The reason cool places don’t want even free interns is because interns often take more time to manage than they’re worth, and don’t know how to do anything useful (and then complain when what they actually are asked to do isn’t important.) So, DON’T SAY “INTERN.” OR INTERNSHIP. Or “recent college graduate.”

Instead, concoct something like, “I’ve started a new consultancy and am looking for a small number of high-profile clients to offer my services to pro bono in order to build my portfolio,” or suggest some really specific project you’d like to do for them and in which you are somehow an expert (creating a podcast walking tour of the museum, or a museum scavenger hunt for kids, or a museum tour for the blind, or giving interesting talks, or whatever). Once you’ve done the one project, you could propose another.

I’m not sure how to find the right person to contact — this famous dude who is supposedly the head of the place probably has some other, very competent person who actually works 40+ hours a week and responds to messages and such.

The right email to the general email address might get you in touch with this person.
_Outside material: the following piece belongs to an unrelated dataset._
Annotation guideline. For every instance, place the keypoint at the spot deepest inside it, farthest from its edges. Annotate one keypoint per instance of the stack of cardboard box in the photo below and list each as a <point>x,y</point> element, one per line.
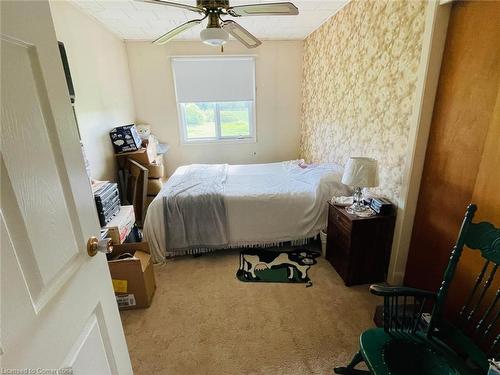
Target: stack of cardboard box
<point>146,154</point>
But don’t say that you’re a recent grad or a college student or any of that. Sound like a reasonable peer of whomever you’re talking to. Someone who sends emails like this all the time.

Aren’t you technically, already, an “art lecturer”? Go with that. Maybe you’re an art lecturer hoping to give a talk at the museum related to some specific exhibit at the museum right now. And obviously it’s kind of time sensitive, since exhibits are up for limited periods of time.

Jen

I don’t know much about art, so perhaps my suggestions are a bit wacky. I didn’t really mean “scavenger hunt” in the sense of, “Everybody look for candy in the sculptures’ armpits!” I meant it more like, “Who painted the painting where baby Jesus is holding a snake?! Go find it and write down the painter’s name in the blank!” That sounds less destructive.

Catherine wrote back:

Thank you! I hadn’t even thought of positioning myself as anything other than an intern or low-level employee, maybe because I am young. I guess I need to have more faith in myself. It’s a slightly scarier and certainly more Bullish approach. I will spend some time thinking of suitable projects to pitch and then a little more time getting up the nerve to send them!

Incidentally, I espoused much the same position to a friend who was switching careers and considering applying for a journalism internship, even though it would be a lot of hours and it wasn’t clear that she’d be able to actually publish much.

Wisely, instead of applying to be an intern, she found the right contact person and pitched an article based on the expertise she built up in her first career. Her work was really good. Boom, now she’s a journalist, and moderately famous on the Internet … all in under 60 days!

I will reiterate the advice Catherine referenced above: Do things that don’t have applications.

Some of the most mediocre opportunities have the most competition. (Hint: If the opportunity is advertised, it’s probably not much of an opportunity. The laws of supply and demand don’t work that way.) The best opportunities are the ones you invent.